This study was conducted at the Beijing Institute of Ophthalmology with the approval of the Medical Ethics Committee of Beijing Tongren Hospital (TREC-2017-KY031). All subjects were informed of the aims of the study and their consent was obtained according to the declaration of Helsinki. Twenty-five patients (13 men and 12 women; mean age: 41.16 ± 16.28 years; range, 19–66 years) with DED and 25 age-matched control subjects (11 men and 14 women; 42.72 ± 9.62 years; range, 25–65 years) were included in this study.

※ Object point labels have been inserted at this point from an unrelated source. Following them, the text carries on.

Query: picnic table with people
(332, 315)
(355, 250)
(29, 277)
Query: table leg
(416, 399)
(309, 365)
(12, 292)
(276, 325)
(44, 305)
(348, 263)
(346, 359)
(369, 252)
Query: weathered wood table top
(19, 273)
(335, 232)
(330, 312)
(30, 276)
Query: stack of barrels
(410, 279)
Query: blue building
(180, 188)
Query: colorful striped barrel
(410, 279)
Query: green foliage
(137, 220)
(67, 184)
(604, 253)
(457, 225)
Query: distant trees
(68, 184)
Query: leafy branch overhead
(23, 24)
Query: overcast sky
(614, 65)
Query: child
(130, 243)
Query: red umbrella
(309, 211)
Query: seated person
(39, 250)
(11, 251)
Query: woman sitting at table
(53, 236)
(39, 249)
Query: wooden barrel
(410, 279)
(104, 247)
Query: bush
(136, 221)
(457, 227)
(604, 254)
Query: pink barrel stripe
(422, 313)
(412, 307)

DED patients were consecutively recruited from the Cornea Unit of Beijing Tongren Hospital in April 2017. According to the consensus report by the International Dry Eye Workshop (2007),¹² the inclusion criteria for the DED group were as follows: (1) age older than 18 years; (2) Ocular Surface Disease Index (OSDI) score greater than 12; (3) FBUT less than 10 seconds; and (4) the Schirmer I test less than 10 mm. All control subjects had a FBUT >10 seconds, with no complaint of ocular surface irritation and no abnormality on biomicroscopic examination and ocular surface tests. The exclusion criteria for both groups were as follows: (1) age younger than 18 years; (2) subjects unable to complete the questionnaire or to understand the procedures; and (3) the presence of ocular or systemic disease or the use of topical or systemic medications that may affect the ocular surface and previous history of eye surgery or contact lens wear. 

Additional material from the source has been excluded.